Right now, Europe seems to be emerging from its double-dip
recession and growing a bit. But this slight uptick follows years of disastrous
performance. How disastrous? Consider: By 1936, seven years into the Great
Depression, much of Europe was growing rapidly, with real G.D.P. per capita
steadily reaching new highs. By contrast, European real G.D.P. per capita today
is still well below its 2007 peak — and rising slowly at best.
Doing worse than you did in the Great Depression is, one
might say, a remarkable achievement. How did the Europeans pull it off? Well,
in the 1930s most European countries eventually abandoned economic orthodoxy:
They went off the gold standard; they stopped trying to balance their budgets;
and some of them began large military buildups that had the side effect of
providing economic stimulus. The result was a strong recovery from 1933 onward.
Modern Europe is a much better place, morally, politically,
and in human terms. A shared commitment to democracy has brought durable peace;
social safety nets have limited the suffering from high unemployment;
coordinated action has contained the threat of financial collapse.
Unfortunately, the Continent’s success in avoiding disaster has had the side
effect of letting governments cling to orthodox policies. Nobody has left the
euro, even though it’s a monetary straitjacket. With no need to boost military
spending, nobody has broken with fiscal austerity. Everyone is doing the safe,
supposedly responsible thing — and the slump persists.
In this depressed and depressing landscape, France isn’t an
especially bad performer. Obviously it has lagged behind Germany, which has
been buoyed by its formidable export sector. But French performance has been
better than that of most other European nations. And I’m not just talking about
the debt-crisis countries. French growth has outpaced that of such pillars of
orthodoxy as Finland and the Netherlands.
It’s true that the latest data show France failing to share
in Europe’s general uptick. Most observers, including the International
Monetary Fund, attribute this recent weakness largely to austerity policies.
But now Mr. Hollande has spoken up about his plans to change France’s course —
and it’s hard not to feel a sense of despair.

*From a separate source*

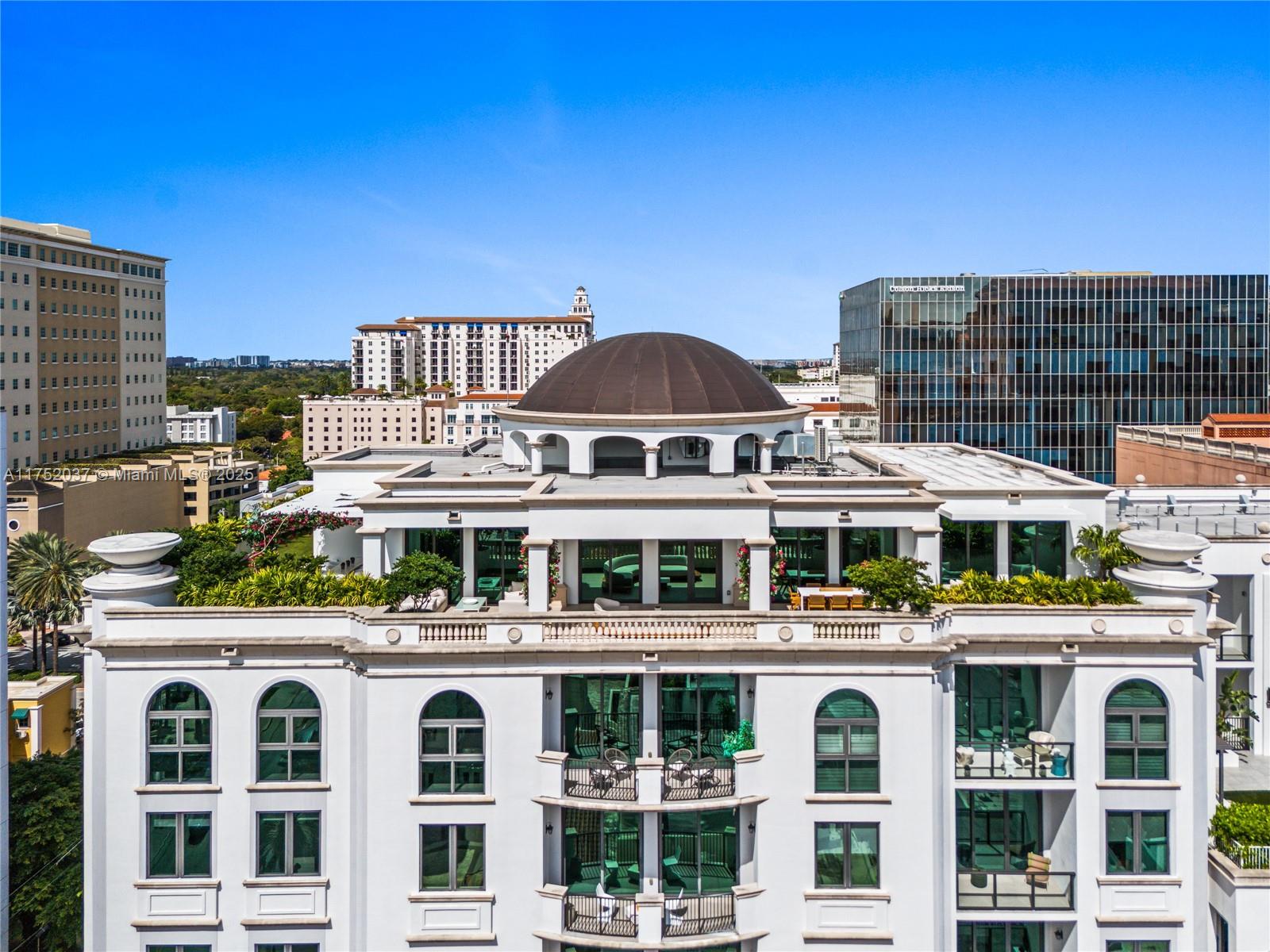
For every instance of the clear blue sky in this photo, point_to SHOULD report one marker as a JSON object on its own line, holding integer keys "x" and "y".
{"x": 722, "y": 171}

For Mr. Hollande, in announcing his intention to reduce
taxes on businesses while cutting (unspecified) spending to offset the cost,
declared, “It is upon supply that we need to act,” and he further declared that
“supply actually creates demand.”
Oh, boy. That echoes, almost verbatim, the long-debunked
fallacy known as Say’s Law — the claim that overall shortfalls in demand can’t
happen, because people have to spend their income on something. This just isn’t
true, and it’s very much not true as a practical matter at the beginning of
2014. All the evidence says that France is awash in productive resources, both
labor and capital, that are sitting idle because demand is inadequate. For
proof, one need only look at inflation, which is sliding fast. Indeed, both
France and Europe as a whole are getting dangerously close to Japan-style
deflation.
So what’s the significance of the fact that, at this of all
times, Mr. Hollande has adopted this discredited doctrine?
As I said, it’s a sign of the haplessness of the European
center-left. For four years, Europe has been in the grip of austerity fever,
with mostly disastrous results; it’s telling that the current slight upturn is
being hailed as if it were a policy triumph. Given the hardship these policies
have inflicted, you might have expected left-of-center politicians to argue
strenuously for a change in course. Yet everywhere in Europe, the center-left
has at best (for example, in Britain) offered weak, halfhearted criticism, and
often simply cringed in submission.
When Mr. Hollande became leader of the second-ranked euro
economy, some of us hoped that he might take a stand. Instead, he fell into the
usual cringe — a cringe that has now turned into intellectual collapse. And
Europe’s second depression goes on and on.